One of the side effects of living in the Golden Age of Television is that there’s so much good stuff out there it’s just a fact of life that some really good shows get overlooked. Take, for example, The Knick, which is two episodes into its second season run. Helmed by Steven Soderbergh (and created by Jack Amiel and Michael Begler), the show has all the hallmarks of being one of those everybody-talks-about it cable shows. Only it isn’t.

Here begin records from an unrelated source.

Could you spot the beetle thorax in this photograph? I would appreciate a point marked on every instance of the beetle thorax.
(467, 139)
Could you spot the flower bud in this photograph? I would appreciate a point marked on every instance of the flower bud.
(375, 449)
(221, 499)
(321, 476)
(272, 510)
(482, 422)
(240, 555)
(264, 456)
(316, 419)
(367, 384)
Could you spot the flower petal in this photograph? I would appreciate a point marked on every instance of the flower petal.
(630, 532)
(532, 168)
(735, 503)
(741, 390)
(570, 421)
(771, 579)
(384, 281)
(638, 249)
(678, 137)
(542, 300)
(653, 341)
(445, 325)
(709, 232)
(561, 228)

I can fathom a couple of reasons for this. For one thing, Friday nights have never been great for struggling TV series (ask Joss Whedon). For another, Cinemax has yet to have its critical and cultural breakout series like HBO and Showtime have. People might be forgiven for still thinking of it as Skinamax first and foremost, which probably doesn’t help the show’s profile.
Which is a shame, because The Knick‘s become one of my favorite shows on TV right now. Part of that’s down to the wonderful world building that’s inherent in a show that’s set in 1900-1901 (I discussed something similar in an old review of Mad Men). But part of it’s down to one element of the show that’s a complete and utter anachronism – the score.
Cliff Martinez – a long-time Soderbergh collaborator – could have taken the safe route and used music of the period (or new music styled to sound like the music of the period) as a means to deepen the world building. Instead, the score is entirely electronic, full of burbling sequencers and noises that weren’t even contemplated in 1901, much less actually heard. It shouldn’t work, but it does, and brilliantly.
I think that’s because the story of The Knick is one of cutting edge advancements in science, even if it’s science that’s more than 100 years old and sometimes hilariously wrong. Even though electronic music has been around in popular culture for decades it still sounds vaguely “futuristic.”
But it also allows Martinez to do things in service of the story telling that would be impossible with a more traditional score. Brandon Nowalk, writing about the latest episode at the AV Club, describes one example. It involves a regular character’s father, a preacher, who comes to visit from home (which is West Virginia, if I’m not mistaken). Naturally, he winds up preaching:
He talks about the diversity of New York City and how all its exotic peoples have as much to learn from them, good God-fearing Christians, as they do from the exotic peoples. Okay, he speaks in tongues a few times. It’s a ballsy move after calling actual Earth languages he’s overheard on his visit “strange tongues from Babel.” He claims it’s God speaking through him. And then composer Cliff Martinez, whose work is often beyond my ability to express, ramps up the theremin sounds like it’s a classic sci-fi horror scene. AD invites the congregation to sing, and we pan back to Lucy, joining in with everyone else without hesitation. Soon the spooky sounds drown out the singing so we’re watching a silent group move in unison to the oooh-OOOH of the theremins and thump-thump-thump of the beat. There’s no clue in Lucy’s performance as to what could be the matter, but maybe that mindless conformism is the point, a demonstration of AD’s power. It’s a thrilling scene that somehow remains essentially elusive.
You can see that scene for yourself here. It’s just one example, but it’s a really good one. And while that’s only one aspect of a show that’s really hitting on all cylinders, it’s the one that most clearly sets it apart from its peers.